Since its inception in 1951, Israel has issued bonds through the Development Corporation for Israel, its U.S. securities underwriter, with sales approaching $40 billion. Israel later established branches in Canada and Europe, known as Canada-Israel Securities and Development Corporation for Israel (U.K.), respectively. Initially, the Israeli government issued bonds to members of the Jewish community who wanted to help Israel, with those bonds issued as plain vanilla bullet bonds. In time, Israel bonds diversified its product, which now includes a floating rate LIBOR bonds. As a result of product diversification, Israeli bonds achieved investor diversification, which includes banks, insurance companies, and U.S. municipalities. In fact, both 2013 and 2014 saw Israel have banner years with bond sales, with sales both years over $1 billion. While bonds provide a Israel with liquidity and an ability to borrow, bonds may be compromising Israel’s precarious security position.

Sovereigns use debt markets to raise capital to cover expenses and invest in infrastructure. That is, sovereigns issue bonds, which are debt instruments, that provide a higher payout upon maturity.

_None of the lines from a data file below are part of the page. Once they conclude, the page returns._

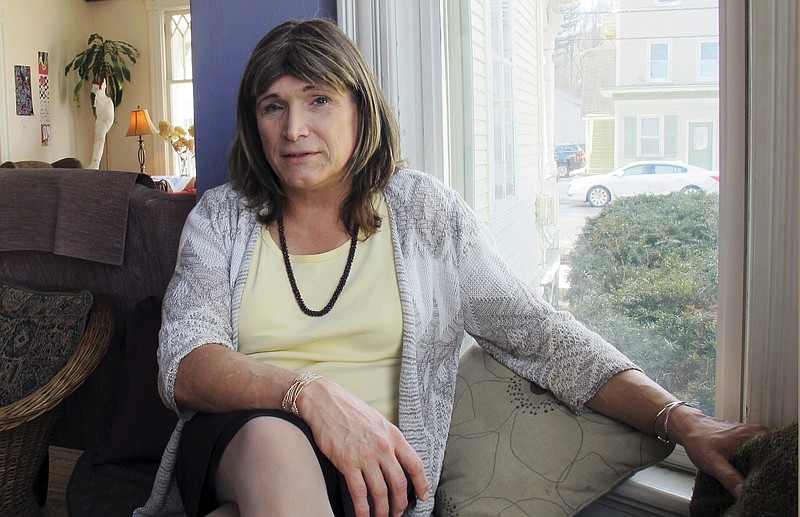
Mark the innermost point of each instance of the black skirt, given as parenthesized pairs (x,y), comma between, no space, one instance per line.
(204,439)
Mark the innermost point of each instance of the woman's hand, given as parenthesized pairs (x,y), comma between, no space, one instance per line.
(711,443)
(371,453)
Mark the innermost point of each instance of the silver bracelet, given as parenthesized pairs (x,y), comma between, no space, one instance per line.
(666,410)
(305,378)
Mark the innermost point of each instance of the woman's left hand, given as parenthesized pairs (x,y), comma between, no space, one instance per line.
(711,443)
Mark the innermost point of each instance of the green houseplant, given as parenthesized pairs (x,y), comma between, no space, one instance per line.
(106,61)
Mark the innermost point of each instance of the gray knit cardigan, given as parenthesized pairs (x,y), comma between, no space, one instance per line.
(452,280)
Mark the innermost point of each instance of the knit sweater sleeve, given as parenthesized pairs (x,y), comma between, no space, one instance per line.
(523,331)
(197,303)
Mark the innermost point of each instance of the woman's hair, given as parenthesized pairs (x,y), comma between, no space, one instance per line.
(318,52)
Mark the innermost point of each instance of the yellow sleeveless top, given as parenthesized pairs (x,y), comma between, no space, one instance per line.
(358,344)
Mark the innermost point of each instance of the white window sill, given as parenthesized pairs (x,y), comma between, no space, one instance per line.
(652,491)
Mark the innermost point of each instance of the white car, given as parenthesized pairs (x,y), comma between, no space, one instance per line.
(647,177)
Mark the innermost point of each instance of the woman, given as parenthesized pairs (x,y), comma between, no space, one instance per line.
(313,326)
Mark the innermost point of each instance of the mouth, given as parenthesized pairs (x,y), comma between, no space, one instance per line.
(298,155)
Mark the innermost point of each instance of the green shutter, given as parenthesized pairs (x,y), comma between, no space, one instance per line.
(671,137)
(630,137)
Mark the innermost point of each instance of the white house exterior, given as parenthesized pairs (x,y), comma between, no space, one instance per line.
(667,87)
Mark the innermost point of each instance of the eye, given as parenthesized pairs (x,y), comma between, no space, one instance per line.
(269,108)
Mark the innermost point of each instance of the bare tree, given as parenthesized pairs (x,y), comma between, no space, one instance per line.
(581,30)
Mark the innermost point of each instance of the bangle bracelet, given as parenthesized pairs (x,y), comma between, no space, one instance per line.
(305,378)
(666,410)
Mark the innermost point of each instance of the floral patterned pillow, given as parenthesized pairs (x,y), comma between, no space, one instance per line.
(38,334)
(515,450)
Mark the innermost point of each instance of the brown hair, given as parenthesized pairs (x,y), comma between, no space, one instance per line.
(318,52)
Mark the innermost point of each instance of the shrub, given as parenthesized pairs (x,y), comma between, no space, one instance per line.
(644,276)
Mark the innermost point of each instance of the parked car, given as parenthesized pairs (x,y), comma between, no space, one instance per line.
(568,158)
(646,177)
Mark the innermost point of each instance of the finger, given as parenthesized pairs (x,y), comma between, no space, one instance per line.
(397,484)
(358,492)
(378,492)
(730,478)
(413,466)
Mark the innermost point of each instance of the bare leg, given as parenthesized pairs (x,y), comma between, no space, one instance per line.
(269,468)
(227,510)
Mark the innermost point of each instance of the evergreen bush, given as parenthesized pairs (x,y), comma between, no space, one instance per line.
(644,276)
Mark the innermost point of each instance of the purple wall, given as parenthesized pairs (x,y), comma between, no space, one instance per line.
(223,35)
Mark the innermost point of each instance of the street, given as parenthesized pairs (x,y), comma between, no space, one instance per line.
(572,215)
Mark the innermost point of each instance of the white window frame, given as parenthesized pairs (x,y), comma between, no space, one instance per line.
(640,136)
(5,122)
(507,170)
(159,109)
(649,60)
(700,77)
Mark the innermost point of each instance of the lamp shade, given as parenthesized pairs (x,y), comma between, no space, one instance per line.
(141,123)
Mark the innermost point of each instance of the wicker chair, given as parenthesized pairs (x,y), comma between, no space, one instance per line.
(25,425)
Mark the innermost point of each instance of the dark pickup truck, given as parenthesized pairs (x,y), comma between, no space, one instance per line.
(568,158)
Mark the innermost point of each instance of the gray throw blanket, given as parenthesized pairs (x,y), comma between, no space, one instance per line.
(769,464)
(77,213)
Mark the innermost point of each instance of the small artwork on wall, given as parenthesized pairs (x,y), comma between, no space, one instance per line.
(22,77)
(44,98)
(43,66)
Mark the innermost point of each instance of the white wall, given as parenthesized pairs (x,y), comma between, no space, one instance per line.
(61,28)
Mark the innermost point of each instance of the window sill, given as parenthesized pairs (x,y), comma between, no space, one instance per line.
(652,491)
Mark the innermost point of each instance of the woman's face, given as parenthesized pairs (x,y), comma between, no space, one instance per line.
(308,132)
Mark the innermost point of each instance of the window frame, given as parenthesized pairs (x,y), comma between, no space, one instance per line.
(505,172)
(748,271)
(162,157)
(699,71)
(649,61)
(640,136)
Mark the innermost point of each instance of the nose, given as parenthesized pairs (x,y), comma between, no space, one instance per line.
(295,124)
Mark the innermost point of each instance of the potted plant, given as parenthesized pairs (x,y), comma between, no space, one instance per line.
(103,62)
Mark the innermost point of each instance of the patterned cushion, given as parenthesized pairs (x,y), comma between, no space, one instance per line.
(39,334)
(515,450)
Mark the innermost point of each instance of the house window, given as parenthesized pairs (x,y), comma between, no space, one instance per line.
(708,61)
(179,92)
(649,136)
(170,24)
(502,85)
(468,47)
(658,61)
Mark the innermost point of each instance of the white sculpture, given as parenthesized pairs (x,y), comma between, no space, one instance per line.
(104,110)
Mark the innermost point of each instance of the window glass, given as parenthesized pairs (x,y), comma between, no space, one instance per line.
(709,60)
(179,93)
(643,274)
(650,140)
(659,61)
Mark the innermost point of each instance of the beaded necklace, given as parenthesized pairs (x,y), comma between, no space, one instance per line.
(297,296)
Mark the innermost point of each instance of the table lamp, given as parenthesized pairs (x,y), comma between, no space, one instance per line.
(141,125)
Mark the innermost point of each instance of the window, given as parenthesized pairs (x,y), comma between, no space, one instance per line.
(170,24)
(749,263)
(650,136)
(180,95)
(659,61)
(708,61)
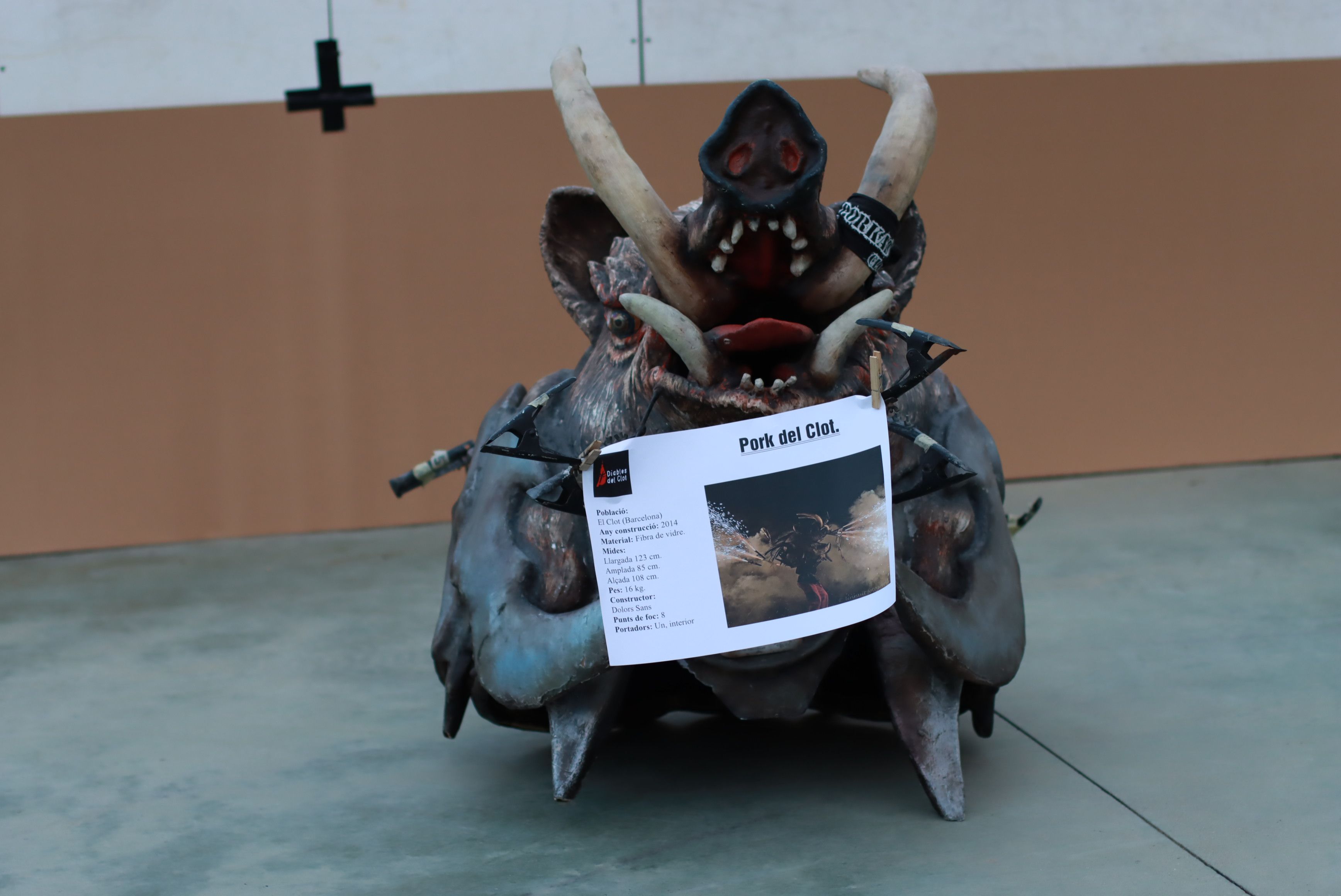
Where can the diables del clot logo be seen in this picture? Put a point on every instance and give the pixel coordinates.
(612, 475)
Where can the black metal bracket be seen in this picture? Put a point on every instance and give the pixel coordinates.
(561, 491)
(935, 466)
(920, 361)
(528, 439)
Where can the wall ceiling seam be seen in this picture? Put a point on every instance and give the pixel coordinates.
(70, 56)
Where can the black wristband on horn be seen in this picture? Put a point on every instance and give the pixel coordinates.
(868, 229)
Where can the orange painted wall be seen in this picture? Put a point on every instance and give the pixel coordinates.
(218, 321)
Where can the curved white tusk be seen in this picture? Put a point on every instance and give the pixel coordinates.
(681, 334)
(840, 336)
(621, 186)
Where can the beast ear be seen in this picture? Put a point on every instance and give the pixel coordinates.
(577, 229)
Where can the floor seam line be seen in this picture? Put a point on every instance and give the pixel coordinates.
(1122, 803)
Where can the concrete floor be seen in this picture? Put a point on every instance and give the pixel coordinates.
(231, 717)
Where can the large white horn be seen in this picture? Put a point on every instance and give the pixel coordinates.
(840, 336)
(681, 334)
(620, 183)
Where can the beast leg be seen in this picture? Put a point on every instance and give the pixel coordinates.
(924, 705)
(579, 721)
(454, 659)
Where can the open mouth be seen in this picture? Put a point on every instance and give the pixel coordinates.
(764, 364)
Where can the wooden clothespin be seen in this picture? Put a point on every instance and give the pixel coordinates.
(591, 454)
(876, 380)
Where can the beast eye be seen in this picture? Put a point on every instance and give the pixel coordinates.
(620, 322)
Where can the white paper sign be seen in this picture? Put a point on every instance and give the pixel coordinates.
(746, 535)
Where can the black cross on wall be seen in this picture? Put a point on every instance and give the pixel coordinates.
(330, 97)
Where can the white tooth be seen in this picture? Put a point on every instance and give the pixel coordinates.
(839, 337)
(681, 334)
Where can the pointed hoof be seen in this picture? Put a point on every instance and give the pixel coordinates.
(924, 705)
(579, 721)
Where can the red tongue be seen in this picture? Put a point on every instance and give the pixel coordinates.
(759, 334)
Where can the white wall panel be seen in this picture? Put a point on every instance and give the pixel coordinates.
(81, 56)
(747, 39)
(78, 56)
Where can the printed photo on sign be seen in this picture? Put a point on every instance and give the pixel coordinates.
(801, 540)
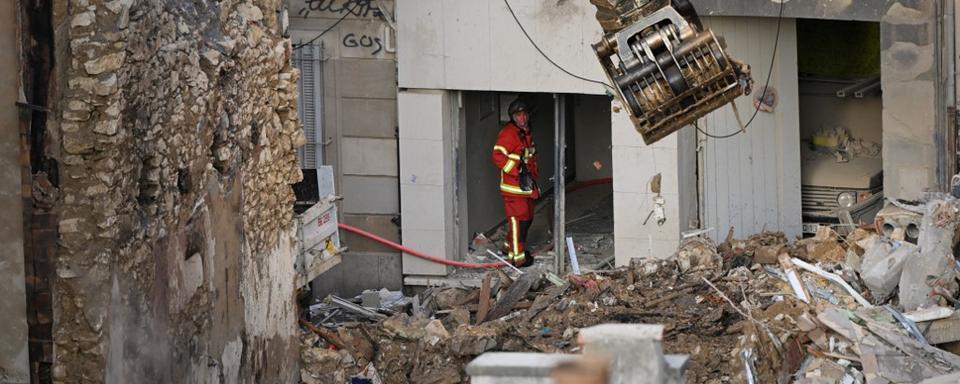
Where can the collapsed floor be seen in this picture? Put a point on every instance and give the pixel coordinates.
(757, 310)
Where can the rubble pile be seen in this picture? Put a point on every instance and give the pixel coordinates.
(759, 310)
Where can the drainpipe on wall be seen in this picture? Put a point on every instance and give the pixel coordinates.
(946, 133)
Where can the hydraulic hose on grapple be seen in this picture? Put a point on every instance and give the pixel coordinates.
(668, 70)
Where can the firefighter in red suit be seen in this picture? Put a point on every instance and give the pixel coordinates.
(515, 156)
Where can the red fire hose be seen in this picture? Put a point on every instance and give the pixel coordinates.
(413, 252)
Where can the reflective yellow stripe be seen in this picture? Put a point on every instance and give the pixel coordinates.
(516, 237)
(509, 167)
(514, 190)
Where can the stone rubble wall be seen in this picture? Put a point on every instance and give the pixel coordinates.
(176, 132)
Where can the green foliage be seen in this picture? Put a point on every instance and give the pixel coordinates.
(844, 49)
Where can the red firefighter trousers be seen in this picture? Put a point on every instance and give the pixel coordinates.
(519, 210)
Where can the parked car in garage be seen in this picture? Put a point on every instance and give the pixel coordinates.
(829, 186)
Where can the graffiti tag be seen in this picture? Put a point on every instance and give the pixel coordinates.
(352, 40)
(359, 8)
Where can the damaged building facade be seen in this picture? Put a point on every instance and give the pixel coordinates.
(157, 152)
(157, 143)
(748, 182)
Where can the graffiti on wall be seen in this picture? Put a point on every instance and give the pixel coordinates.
(354, 40)
(358, 8)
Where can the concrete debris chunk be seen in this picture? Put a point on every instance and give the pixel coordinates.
(748, 315)
(698, 252)
(934, 266)
(883, 264)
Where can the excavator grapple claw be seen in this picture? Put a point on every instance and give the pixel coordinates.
(667, 69)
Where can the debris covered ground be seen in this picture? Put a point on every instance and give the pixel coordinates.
(761, 310)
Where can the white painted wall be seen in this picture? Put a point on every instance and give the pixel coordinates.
(751, 181)
(427, 135)
(634, 166)
(476, 45)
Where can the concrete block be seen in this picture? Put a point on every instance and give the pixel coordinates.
(369, 117)
(677, 368)
(882, 265)
(504, 365)
(635, 167)
(423, 207)
(947, 379)
(430, 241)
(420, 114)
(936, 247)
(367, 78)
(391, 271)
(635, 349)
(623, 133)
(470, 34)
(943, 330)
(369, 157)
(626, 248)
(377, 224)
(632, 209)
(422, 27)
(370, 194)
(422, 162)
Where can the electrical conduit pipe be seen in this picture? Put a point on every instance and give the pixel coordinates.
(416, 253)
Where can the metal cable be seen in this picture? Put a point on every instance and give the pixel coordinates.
(564, 70)
(348, 13)
(773, 59)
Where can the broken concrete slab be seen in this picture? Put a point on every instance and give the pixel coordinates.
(930, 314)
(946, 379)
(635, 350)
(882, 266)
(942, 330)
(698, 252)
(937, 238)
(516, 292)
(504, 367)
(472, 340)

In essence, a bondholder is lending money to the sovereign in exchange for a higher payback in the future. Sovereigns utilize the bond market as investment tools and even use bonds for debt service, meaning that a sovereign issues bonds today to pay for corresponding maturing bonds sold years before.

Investors have demonstrated a large appetite for sovereign bonds by constantly purchasing such bonds. Despite increasing global national debts, investors continue snapping up bonds, probably due to the liquidity of sovereign bonds. These bonds are liquid because initial investors can easily sell bonds on the secondary market prior to maturity. In addition, investors have demonstrated a seemingly dismissive attitude toward potential sovereign default on those bonds.

Israel, relative to other economies, carries low national debt. The U.S. carries approximately 125% of debt to its GDP; Greece is over 130%; China is at an astronomical 287%; in contrast, Israel carries a comparatively law 67% of debt to GDP. As such, investors in both Israeli bonds and the Israeli economy find Israel as an attractive economical bet.

However, Israel bonds are not without drawbacks. The lack of bond liquidity creates a stark contrast between Israeli bonds and other sovereign bonds. U.S. bondholders can easily sell their investments on the secondary market, making U.S. bonds a highly desirable investment. On the other hand, Israeli bonds expressly prohibit its sale to other investors, which limits its value.

Furthermore, Israeli bond payout at maturity is less than other industrialized nations. The lower payout disincentives investors from purchasing the bonds, despite Israel’s growing economy and recent acceptance into the prestigious Organization Economic Co-operation and Development. If Israel’s surging economy, which entices investors to purchase bonds, hits a bump, those investors would likely cease their Israel bond purchasing activity. As a result of both its lack of liquidity and low payout and an event of a slowing economy, Israel’s ability to raise capital on the bond market would be severely limited

The current bondholders’ point of view may also clash with Israel. As mentioned, Israel bonds initially targeted Jewish investors who emotionally invested in the bonds with little regard for the payout rate. This has changed. Press releases touted the increased Israel bond sales due to an increased customer base, who increasingly invest in those bonds as investors, not as mere members of the Jewish community who hold Israel near and dear. If Israel acts in a way those investors deem “drastic” then Israel would lose the significant capital raised through bond sales to those investors. While this is true of any country, the definition of “drastic” for Israel is different from the rest of the world.

If Israel concerns itself with the opinions of Israel bond investors, it may seek ways to placate those investors. Ideally, a country’s survival should trump all other considerations. If, however, a country’s economic growth is a centerpiece of its policy decisions, those decisions will relegate security issues to a secondary or tertiary status. Israel, whose enemies continually challenge its survival, should be concerned that economic policy may compromise security. Based on the surging bond sales and the subsequent investment of those proceeds into the Israeli economy, it seems the Israeli establishment may be prioritizing economic policy over security.

Israel continues to issue bonds while its economy continues to roll. However, this may be a double-edged sword as the excitement of bond sales and subsequent economic growth may be threatening Israeli security. Israel bonds needs a reality check.